Örnek olarak Belediyeler (Değişiklik) Yasası’nı gösteren Üstel, ilk önce diyalog ve işbirliğini denediklerini ancak engellemelerden dolayı bu yasanın geçirildiğini kaydetti. Öğretmenler (Değişiklik) Yasası’nın da onlardan biri olduğunu ifade eden Üstel, ülkenin yavaş yavaş tam gün eğitime geçileceğinin hükümet programında da yer aldığını ifade etti.
Üstel, eğitimde tam gün eğitime öğretmenlerle birlikte, görüşerek ve konuşarak geçeceklerini belirtti.
ERHÜRMAN: YASA ÖĞRETMENLER YOK SAYILARAK YAPILDI
Yasanın genel görüşmesine geçilmesinin ardından ilk sözü CTP Genel Başkanı Tufan Erhürman aldı. Erhürman, 62. Maddede söz aldığında yasaya değinmediğini ancak “yasanın öğretmenler yok sayılarak yapıldığı” tespitini ortaya koyduğunu söyledi.
Tufan Erhürman, bu konuda ortaya konan eleştirilerden rahatsız olunmaması gerektiğini, sendikalarla komitede yaşanan sıkıntının yanlış olduğunu, çünkü talimatla “bu yasa geçecek” dendikten sonra görüşlerin önem taşımayacağını kaydetti.
Talimatı verenin de Başbakan Ünal Üstel olduğu için bu sorulara cevap vermesini istediklerini ifade eden Erhürman, tüm bu yaşananların komiteler ve genell kurulların “göstermelik” yapıldığını gösterdiğini söyledi.
Milli Eğitim Bakanı ile hükümete yönelik eleştirilerde bulunarak, kimsenin öğretmenleri “yalan söylüyor” diye suçlayamayacağını kaydeden Erhürman, bunun doğru olmadığını belirtti.
Yasanın içeriğine yönelik değerlendirmelerde ve eleştirilerde bulunan Erhürman, yasanın, kendisine göre, insanlar dikkate alınmadan hazırlanıp, Meclise getirildiğinden ötürü “yok” hükmünde olduğunu kaydetti.
Belediyeler Yasası ile ilgili söylediklerinin de anlaşılmadığını ifade eden Erhürman, öğretmenlerin ve bütün mesleklerde hizmet içi eğitimin önemine işaret etti ve yasada yer alan maddenin çerçeveyi çizmediğini söyledi.
Erhürman, öğretmenlere, CTP’nin komitedeki üye sayısıyla ilgili yanlış bilgi verildiğini, komitede 2 üyeleri olduğunu ve oylarının ret olduğunu kaydetti.
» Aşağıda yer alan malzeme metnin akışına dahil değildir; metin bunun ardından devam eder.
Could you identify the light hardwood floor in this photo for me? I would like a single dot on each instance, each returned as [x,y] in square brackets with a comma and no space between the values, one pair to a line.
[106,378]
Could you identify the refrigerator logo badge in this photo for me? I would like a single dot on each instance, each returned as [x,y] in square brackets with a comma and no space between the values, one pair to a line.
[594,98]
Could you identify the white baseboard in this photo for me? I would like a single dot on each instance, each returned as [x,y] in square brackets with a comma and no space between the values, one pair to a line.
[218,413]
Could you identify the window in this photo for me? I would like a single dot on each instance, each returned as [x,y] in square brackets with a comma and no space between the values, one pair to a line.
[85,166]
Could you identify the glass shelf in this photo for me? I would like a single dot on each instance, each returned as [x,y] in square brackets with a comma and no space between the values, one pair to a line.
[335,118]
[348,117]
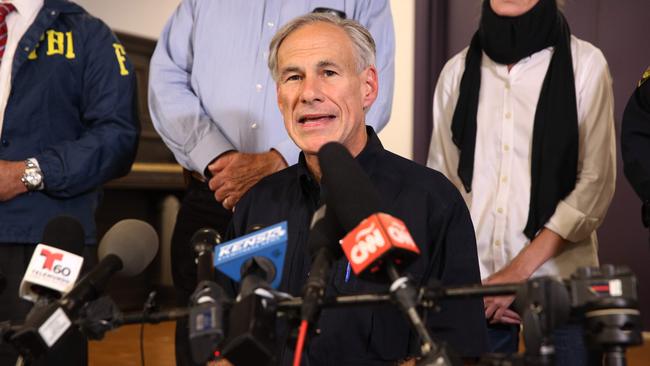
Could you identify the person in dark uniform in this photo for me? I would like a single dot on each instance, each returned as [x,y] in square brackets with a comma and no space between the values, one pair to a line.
[635,142]
[326,80]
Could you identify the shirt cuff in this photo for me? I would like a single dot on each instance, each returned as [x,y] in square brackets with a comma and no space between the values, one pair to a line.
[208,148]
[571,224]
[289,151]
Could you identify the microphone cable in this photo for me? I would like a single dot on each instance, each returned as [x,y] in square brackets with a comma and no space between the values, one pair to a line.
[148,307]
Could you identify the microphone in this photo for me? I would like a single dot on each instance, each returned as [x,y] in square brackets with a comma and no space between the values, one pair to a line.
[324,249]
[375,240]
[126,249]
[206,303]
[256,261]
[56,262]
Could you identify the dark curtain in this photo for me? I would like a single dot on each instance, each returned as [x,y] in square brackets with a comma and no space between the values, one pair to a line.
[431,28]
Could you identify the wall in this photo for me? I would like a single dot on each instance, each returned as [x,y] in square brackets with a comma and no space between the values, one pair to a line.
[146,18]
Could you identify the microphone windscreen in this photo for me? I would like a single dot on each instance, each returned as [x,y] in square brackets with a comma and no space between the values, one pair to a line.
[349,191]
[135,242]
[65,233]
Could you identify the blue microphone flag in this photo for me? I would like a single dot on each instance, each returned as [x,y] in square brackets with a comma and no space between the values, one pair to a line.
[270,242]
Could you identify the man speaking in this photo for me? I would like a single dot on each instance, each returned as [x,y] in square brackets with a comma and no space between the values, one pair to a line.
[326,81]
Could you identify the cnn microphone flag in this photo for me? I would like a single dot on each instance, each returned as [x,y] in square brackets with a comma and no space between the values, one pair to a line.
[373,238]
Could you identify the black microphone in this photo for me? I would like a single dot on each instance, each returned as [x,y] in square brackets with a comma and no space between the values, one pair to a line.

Erhürman, yasada hatalı maddeler varken, sınav dönemi komiteye getirilmesinin yanlış olduğunu dile getirdi. “Ben yaparım olur” mantığını kabul etmeyeceklerini ve doğrusunun yapılmasını istediklerini kaydeden Erhürman, iktidara gelmeleri halinde bunu değiştireceklerini belirtti.
Erhürman, yasanın geçirilmesindeki ısrarı anlamadığını ifade ederek, “Aklın yolu, bunun komiteye çekilmesi ve yeniden görüşülmesidir. Aceleye gerek yoktur” dedi.
BESİM: AÖA’NIN GELECEĞİNE YÖNELİK CİDDİ KAYGILAR VAR
CTP Milletvekili Filiz Besim de, Meclis’e geldiğinden beridir, kendisini en motive hissettiği yerin komiteler olduğunu, çünkü yasaların çok büyük önem taşıdığını ve çağdaş yasalara sahip olmanın önemini vurguladı.
Besim, yasalar ele alınırken de dayatma zihniyetiyle değil, çok daha dikkatli olunup, sağlıklı bir şekilde görüşülüp geçirilmesinin önem taşıdığını ifade etti. Komitedeki çalışmaları anlatan Besim, zihniyet sorunu yaşadıklarını ve yasanın “çok kötü bir yasa” olduğunu öne sürdü.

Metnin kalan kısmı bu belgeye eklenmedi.